Each of the finalists has made one issue their own: immigration for Rob, identity politics for Kemi. But within a year or two, let alone by the next election, the only thing that will matter will be restoring growth in the aftermath of Labour’s calamitous changes to our tax system and labour laws.
And here we run into a problem. Voters feel that nothing much works in Britain. They resent the fact that taxes keep rising without any commensurate improvement in public services. These sentiments contributed to the Conservative defeat in July.
Yet they also evidently feel, with Ralph Waldo Emerson, that a foolish consistency is the hobgoblin of little minds. According to every measure of public opinion, voters want even higher public spending, and support further nationalisations – including of Ticketmaster. Because it is human nature to anchor to the status quo, any proposal to return the size of the state to closer to where it was in February 2020, before the lockdowns, will be portrayed (and will be widely decried) as a return to a Dickensian sweatshop economy.
True, there are other ways to boost growth. If GDP increases, the state can be reduced in proportionate if not absolute terms. This is more or less what happened under Margaret Thatcher when, contrary to almost universal belief, public spending rose every year – albeit more slowly than the private sector.
The trouble is that even this involves unpopular choices, such as abandoning Labour’s new workers’ rights, deregulating childcare, building airports and, above all, dropping the net zero target.
So, we are stuck in a doom-loop.
Voters want more growth but oppose all the policies needed to achieve it.

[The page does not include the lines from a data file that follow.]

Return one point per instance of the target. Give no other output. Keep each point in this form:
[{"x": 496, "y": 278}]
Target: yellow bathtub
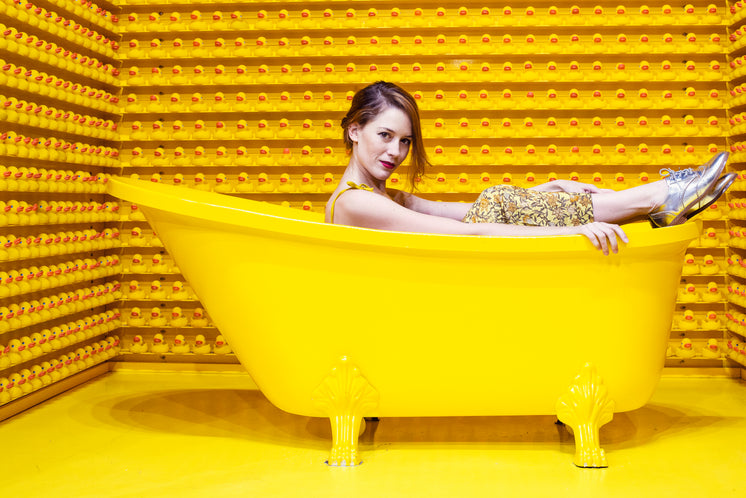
[{"x": 345, "y": 322}]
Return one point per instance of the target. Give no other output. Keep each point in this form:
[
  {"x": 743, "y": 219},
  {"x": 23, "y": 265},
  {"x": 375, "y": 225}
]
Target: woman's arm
[
  {"x": 570, "y": 187},
  {"x": 452, "y": 210},
  {"x": 367, "y": 209}
]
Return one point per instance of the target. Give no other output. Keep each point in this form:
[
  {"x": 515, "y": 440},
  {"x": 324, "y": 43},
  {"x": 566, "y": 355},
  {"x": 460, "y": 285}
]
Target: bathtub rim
[{"x": 240, "y": 212}]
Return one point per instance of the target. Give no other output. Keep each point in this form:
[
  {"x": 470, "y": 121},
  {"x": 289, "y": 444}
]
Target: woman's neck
[{"x": 357, "y": 174}]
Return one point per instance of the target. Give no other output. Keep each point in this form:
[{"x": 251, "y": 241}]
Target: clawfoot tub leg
[
  {"x": 345, "y": 396},
  {"x": 585, "y": 407}
]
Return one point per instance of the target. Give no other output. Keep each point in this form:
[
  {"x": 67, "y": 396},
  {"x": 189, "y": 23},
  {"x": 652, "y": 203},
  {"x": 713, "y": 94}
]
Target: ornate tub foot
[
  {"x": 586, "y": 407},
  {"x": 345, "y": 396}
]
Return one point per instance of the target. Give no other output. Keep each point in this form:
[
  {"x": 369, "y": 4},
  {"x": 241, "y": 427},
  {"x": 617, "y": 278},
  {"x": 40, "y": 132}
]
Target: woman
[{"x": 383, "y": 124}]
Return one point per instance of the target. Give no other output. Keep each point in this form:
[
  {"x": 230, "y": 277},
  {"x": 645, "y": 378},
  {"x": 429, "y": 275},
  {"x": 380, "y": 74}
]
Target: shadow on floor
[{"x": 248, "y": 414}]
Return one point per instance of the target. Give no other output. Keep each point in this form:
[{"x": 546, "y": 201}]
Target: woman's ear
[{"x": 352, "y": 131}]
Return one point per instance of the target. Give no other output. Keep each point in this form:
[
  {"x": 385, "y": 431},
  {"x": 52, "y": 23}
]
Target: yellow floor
[{"x": 135, "y": 433}]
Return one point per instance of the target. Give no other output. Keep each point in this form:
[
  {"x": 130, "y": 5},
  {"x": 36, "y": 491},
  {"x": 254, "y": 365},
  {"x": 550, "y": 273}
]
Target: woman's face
[{"x": 383, "y": 143}]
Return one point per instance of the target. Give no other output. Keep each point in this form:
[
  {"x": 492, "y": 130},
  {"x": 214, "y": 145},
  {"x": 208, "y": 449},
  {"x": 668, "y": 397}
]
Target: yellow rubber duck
[
  {"x": 711, "y": 322},
  {"x": 135, "y": 318},
  {"x": 159, "y": 344},
  {"x": 690, "y": 265},
  {"x": 178, "y": 320},
  {"x": 157, "y": 320},
  {"x": 200, "y": 345},
  {"x": 221, "y": 346},
  {"x": 135, "y": 291},
  {"x": 687, "y": 321},
  {"x": 199, "y": 319},
  {"x": 712, "y": 349},
  {"x": 685, "y": 349}
]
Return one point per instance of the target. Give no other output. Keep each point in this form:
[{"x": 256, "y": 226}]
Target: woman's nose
[{"x": 394, "y": 148}]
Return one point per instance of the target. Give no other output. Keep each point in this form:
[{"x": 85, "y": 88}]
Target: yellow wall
[{"x": 585, "y": 79}]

Their attitude will finish the present administration just as surely as it finished the last. Can the Tories ensure that they are the beneficiaries?
In the late 1970s, when we were in a similar predicament, a great deal of the heavy lifting was done, not by the Conservative Party, but by the wider conservative movement – by business organisations, think-tanks, columnists and others who had understood that we needed a smaller state, and who could make that argument more easily than MPs could.
But, even with that advantage, it took the Winter of Discontent to convince people that we could not spend our way out of trouble.
I happen to think that we are in for something similar before the next election. But the Opposition leader needs to be prepared either way.
She will need to position her party as the beneficiary of Labour unpopularity without scaring voters away by sounding too harsh – and, at the same time, without closing off the option of serious retrenchment after the election.
It’s a hell of a tightrope to walk. And, if we slip, it won’t just be the Tory Party that goes plummeting down; it will be the country.